I hate the fact that I have to depreciate my vehicle. 120 miles might not be a big deal to anyone, but read earlier blog posts—you can’t count all the breakdowns or engine failures I’ve had with this car on one hand. Tell me, who would pay in the event the car broke down or I got a flat?

Anyway, so I get there—after about an hour of driving and they weren’t quite ready. So, I was given a 4 cent tour of the place, which isn’t very big and was presented with a press sheet of the piece’s cover. It looked fine to me and that was it.

I spent a total of 15 fucking minutes after having driven a full hour.

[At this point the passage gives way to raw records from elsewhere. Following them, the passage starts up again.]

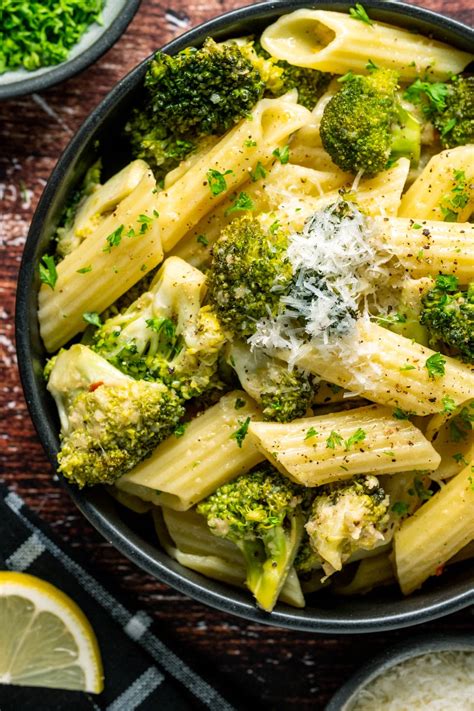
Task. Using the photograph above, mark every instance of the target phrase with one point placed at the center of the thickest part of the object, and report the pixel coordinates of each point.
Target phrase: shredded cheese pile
(441, 681)
(337, 268)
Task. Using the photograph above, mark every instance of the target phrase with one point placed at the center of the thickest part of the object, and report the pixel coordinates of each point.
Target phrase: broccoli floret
(166, 335)
(282, 393)
(364, 124)
(450, 106)
(347, 517)
(448, 314)
(249, 273)
(260, 512)
(196, 93)
(109, 422)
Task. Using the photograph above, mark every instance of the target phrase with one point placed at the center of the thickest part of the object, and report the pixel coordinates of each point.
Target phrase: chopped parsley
(217, 181)
(93, 318)
(241, 202)
(435, 365)
(283, 154)
(114, 239)
(358, 13)
(258, 173)
(48, 272)
(240, 434)
(333, 440)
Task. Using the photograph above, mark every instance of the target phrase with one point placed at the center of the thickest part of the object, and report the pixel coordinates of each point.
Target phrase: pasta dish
(261, 329)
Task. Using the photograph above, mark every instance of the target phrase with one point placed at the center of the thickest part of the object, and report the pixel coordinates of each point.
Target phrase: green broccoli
(364, 124)
(166, 335)
(109, 421)
(249, 273)
(448, 314)
(261, 513)
(348, 517)
(196, 93)
(283, 394)
(450, 106)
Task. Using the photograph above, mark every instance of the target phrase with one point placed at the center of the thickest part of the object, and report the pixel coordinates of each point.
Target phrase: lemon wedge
(45, 639)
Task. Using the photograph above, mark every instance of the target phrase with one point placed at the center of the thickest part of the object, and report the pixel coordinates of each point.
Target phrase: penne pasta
(431, 194)
(335, 42)
(337, 446)
(121, 250)
(436, 532)
(183, 470)
(389, 369)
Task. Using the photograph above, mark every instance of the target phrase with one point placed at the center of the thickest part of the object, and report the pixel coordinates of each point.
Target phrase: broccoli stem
(281, 547)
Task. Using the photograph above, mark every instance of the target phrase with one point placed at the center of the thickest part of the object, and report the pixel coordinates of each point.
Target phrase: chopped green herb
(435, 365)
(241, 202)
(240, 434)
(93, 318)
(400, 508)
(283, 154)
(358, 436)
(358, 13)
(333, 440)
(202, 239)
(47, 270)
(258, 173)
(217, 181)
(114, 239)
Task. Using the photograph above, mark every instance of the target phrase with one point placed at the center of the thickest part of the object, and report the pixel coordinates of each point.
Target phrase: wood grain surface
(276, 668)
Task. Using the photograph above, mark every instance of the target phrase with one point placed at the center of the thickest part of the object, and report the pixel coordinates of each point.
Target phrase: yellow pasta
(335, 42)
(430, 196)
(115, 256)
(183, 470)
(391, 370)
(429, 247)
(186, 538)
(322, 449)
(235, 156)
(436, 532)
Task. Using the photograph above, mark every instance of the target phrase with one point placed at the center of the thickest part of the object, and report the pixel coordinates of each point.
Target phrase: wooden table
(278, 668)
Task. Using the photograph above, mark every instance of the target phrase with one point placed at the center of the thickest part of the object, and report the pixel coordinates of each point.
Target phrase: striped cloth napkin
(141, 671)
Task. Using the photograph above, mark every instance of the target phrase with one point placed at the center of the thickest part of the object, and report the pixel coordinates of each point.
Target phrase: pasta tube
(124, 247)
(429, 197)
(186, 538)
(390, 369)
(335, 42)
(318, 450)
(429, 247)
(183, 470)
(233, 158)
(436, 532)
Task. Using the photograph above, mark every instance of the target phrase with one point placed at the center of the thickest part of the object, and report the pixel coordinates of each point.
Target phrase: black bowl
(345, 698)
(117, 15)
(324, 613)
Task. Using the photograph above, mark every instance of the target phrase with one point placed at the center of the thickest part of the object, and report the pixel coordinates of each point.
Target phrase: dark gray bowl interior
(324, 613)
(117, 14)
(345, 698)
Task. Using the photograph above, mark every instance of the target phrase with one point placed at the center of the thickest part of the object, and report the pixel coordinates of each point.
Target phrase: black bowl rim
(70, 67)
(402, 652)
(149, 557)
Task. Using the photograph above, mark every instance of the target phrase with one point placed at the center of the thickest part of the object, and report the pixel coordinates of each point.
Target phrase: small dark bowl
(345, 698)
(117, 14)
(324, 613)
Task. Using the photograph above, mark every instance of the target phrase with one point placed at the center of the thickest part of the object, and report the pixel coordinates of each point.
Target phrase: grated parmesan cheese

The next sheet to come off the press wouldn’t have been ready for another 2 hours and by that time, it was a little after three. I didn’t want to sit around and wait for 2 hours—I hate waiting and I wasn’t about to get stuck in Hartford’s traffic, so I decided to leave and go straight home. The next sheet didn’t have many photos on it anyway, so it wouldn’t have been worth the wait.

An hour later, I was home. 2 hrs, 120 miles for just 3 seconds of “Ok, it looks good.”

Nobody better not say ANYTHING when I roll up in there at 10 in the morning tomorrow. And yes, there is an all-building meeting at 9, but I ain’t going. FUCK. THAT.

Saturday, February 10, 2007

Chapter 4.1: Thanked for Once

Thanked for Once

Dying to know what the “talk” would entail, I maintained a calm demeanor and asked if we had to talk right away or if we could wait the following week. After being told “we have to talk” by one of my supervisors, I could tell I was in trouble by the tone of her voice. Of course, my office mate had to tease me a little, which made me feel worse when he suggested that it was for my review.

Sure enough, a white piece of paper was slid in front of me for my 3-month evaluation. I looked down at it, expecting to see harsh critiques and details of my poor performance, but it was QUITE the opposite.

3 marks for “exceeds expectations.”

I couldn’t believe my eyes… and to make sure what I was looking at was real, I asked if it was and laughed out loud, joking that I thought I was in trouble.

Trouble wasn’t the case. My supervisor told me that I was doing an excellent job and great work. To top it off, she personally said that I was an excellent part of the team. Wow. Appreciated, respected and thanked for once.

Thursday, February 01, 2007

Chapter 3.2: White Space

For fuck's sake—there is no such thing as "too much white space." I hate it when people say that.

I hate it when people who know NOTHING about graphic design tell me HOW to design. If you don’t like something, fine. If you want to try a new photo, fine. BUT DO NOT tell me WHAT TO DO unless you have a degree or 5 years plus experience in graphic design.

I was told that a piece I am working on had "too much" white space, without a valid argument. First of all, they need to get their facts straight. There is no such THING. Poorly arranged or positioned white space? Yes. Awkward or distracting white space? Sure, but too much? NO.

You can have a blank 8.5x11” page with only one word on it. As long it’s strategically placed on the page and works, white space is irrelevant. As a designer, I urge all idiots to think about it, but don't TELL me "how."

Go worry about raising money or managing your department. Leave the design up to ME. Yes, I am talkling to you. Unless, of course, you would like to take the hot seat—my seat—and design the fucking thing yourself? Didn’t think so.

So, shut your mouth and use your brain. You do have one don’t you?